Observers who had access to suspicious laboratories might detect the following signatures:
- Criticality tests -- weapon designers using near-critical fissile assemblies may wish to measure criticality with closed-circuit television and neutron counters in remotely operated (possibly underground) experiments. However, experiments can also be performed at the bench-top level, not needing elaborate equipment, and much of the relevant data is already available in the open literature. Moreover, similar facilities are also used for agricultural and biological neutron-irradiation research. Any kind of criticality accident at a suspect site, however, would be a strong indicator of weapon-design activity, since other applications would be ununlikely to work with near-critical assemblies.
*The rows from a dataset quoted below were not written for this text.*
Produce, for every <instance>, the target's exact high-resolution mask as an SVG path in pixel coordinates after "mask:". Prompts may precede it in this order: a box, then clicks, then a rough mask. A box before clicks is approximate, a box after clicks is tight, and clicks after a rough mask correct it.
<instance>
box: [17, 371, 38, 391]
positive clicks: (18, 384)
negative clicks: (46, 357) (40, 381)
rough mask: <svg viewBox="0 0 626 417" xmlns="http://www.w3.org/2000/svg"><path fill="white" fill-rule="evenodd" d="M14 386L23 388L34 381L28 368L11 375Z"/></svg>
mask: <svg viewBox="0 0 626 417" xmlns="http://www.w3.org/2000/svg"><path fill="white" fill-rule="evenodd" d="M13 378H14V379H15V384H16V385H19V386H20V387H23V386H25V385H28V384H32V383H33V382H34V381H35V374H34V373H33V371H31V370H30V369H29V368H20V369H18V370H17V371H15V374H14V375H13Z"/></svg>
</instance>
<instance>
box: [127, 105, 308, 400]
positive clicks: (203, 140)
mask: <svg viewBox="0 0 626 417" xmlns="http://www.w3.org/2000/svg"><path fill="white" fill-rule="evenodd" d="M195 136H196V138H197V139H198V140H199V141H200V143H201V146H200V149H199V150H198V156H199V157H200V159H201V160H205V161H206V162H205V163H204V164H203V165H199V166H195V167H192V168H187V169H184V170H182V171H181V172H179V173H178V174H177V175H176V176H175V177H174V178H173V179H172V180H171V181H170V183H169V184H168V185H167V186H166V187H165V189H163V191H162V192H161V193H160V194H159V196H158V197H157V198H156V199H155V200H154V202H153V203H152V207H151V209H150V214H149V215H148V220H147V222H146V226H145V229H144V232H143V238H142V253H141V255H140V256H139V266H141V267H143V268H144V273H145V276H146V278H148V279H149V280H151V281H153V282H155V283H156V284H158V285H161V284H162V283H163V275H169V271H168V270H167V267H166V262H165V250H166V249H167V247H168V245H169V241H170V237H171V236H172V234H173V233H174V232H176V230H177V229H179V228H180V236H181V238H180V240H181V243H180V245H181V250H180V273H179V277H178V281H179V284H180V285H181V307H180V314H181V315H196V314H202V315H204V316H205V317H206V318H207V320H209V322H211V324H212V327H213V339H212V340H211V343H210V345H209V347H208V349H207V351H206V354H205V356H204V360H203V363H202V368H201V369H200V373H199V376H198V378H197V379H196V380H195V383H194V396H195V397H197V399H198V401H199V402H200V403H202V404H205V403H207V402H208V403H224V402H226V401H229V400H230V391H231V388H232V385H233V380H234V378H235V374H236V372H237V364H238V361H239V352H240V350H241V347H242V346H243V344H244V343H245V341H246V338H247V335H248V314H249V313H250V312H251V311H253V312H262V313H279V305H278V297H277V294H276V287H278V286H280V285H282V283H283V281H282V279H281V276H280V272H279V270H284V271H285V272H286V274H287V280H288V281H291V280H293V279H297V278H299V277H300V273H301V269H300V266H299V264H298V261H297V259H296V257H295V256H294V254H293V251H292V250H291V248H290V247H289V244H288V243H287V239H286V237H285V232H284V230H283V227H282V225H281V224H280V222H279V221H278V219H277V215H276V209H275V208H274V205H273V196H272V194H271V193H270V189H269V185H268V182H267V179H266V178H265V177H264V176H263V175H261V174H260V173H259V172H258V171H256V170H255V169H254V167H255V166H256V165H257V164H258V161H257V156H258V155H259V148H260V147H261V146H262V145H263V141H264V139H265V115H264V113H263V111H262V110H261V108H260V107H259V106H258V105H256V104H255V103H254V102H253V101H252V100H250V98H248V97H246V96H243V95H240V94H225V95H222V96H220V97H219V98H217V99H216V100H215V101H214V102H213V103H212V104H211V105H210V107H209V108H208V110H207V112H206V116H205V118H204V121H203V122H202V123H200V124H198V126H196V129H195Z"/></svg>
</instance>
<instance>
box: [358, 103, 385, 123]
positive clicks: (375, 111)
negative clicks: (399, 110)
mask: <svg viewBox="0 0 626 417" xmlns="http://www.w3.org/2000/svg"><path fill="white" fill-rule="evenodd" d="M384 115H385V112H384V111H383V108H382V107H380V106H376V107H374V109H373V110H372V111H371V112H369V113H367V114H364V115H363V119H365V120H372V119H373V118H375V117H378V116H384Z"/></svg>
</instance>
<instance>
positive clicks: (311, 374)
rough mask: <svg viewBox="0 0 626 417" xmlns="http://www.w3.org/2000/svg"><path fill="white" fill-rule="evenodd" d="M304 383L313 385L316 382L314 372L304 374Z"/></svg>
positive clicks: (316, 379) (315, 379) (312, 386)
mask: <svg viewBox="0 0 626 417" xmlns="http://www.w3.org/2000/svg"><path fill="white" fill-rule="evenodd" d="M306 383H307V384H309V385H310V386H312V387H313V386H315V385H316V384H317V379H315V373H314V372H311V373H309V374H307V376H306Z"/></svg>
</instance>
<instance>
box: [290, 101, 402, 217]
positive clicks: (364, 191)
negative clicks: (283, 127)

- Neutron background measurements -- for gun-type devices, neutron-flux measurements would be required to assure that background neutron counts were sufficiently low. Such measurements might be indicated by a room containing neutron detectors that was shielded from external sources of neutrons, for example with water- or polyethylene-filled walls. Such facilities might also be used to test neutron initiators.
- Development of neutron initiators -- neutron initiators produce a pulse of neutrons to initiate the nuclear chain reaction at the optimum moment. They use either alpha-particle-emitting radioactive substances or small particle accelerators con-taining radioactive tritium gas. Therefore, import or production of alpha-emitting materials, tritium, or the special facilities to handle them (similar to those used for spent-fuel reprocessing) could indicate weapon development. However, small accelerator-based neutron sources are produced commercially for oil-well logging and laboratory use, so that they do not necessarily indicate a weapon program.
- Special tests -- Since neutron initiation is so important to the proper detonation of a nuclear device, tests involving actual HE with very small (sub-critical) amounts of nuclear material would likely be carried out as well. These might be conducted in shallow underground chambers designed for neutron shielding. (A series of such hydronuclear experiments was conducted by the United States during the testing moratorium of 1958-61.) Some of the surface equipment associated with these tests might also be telling.
Regardless of whether a country chooses to test a nuclear device at full yield or at reduced yields, a suitable underground site would be highly desirable. Since underground tests can be contained quite effectively when carried out properly, test-preparation activities would often be more observable than would atmospheric releases from tests themselves. Drilling rigs, sections of one-meter-diameter or larger pipe, mining operations, or road construction in new remote locations could all indicate such preparations and could probably be observed by reconnaissance satellites. (Determining that such activities actually do pertain to nuclear testing, however, may prove more difficult.) Large drilling equipment, cranes, heavy electrical cables, and roads could all provide visual indicators of such a test site. Electronic data-acquisition systems, which are widely available around the world, would require extensive cabling systems suitable for transmitting diagnostic signals might also be visible.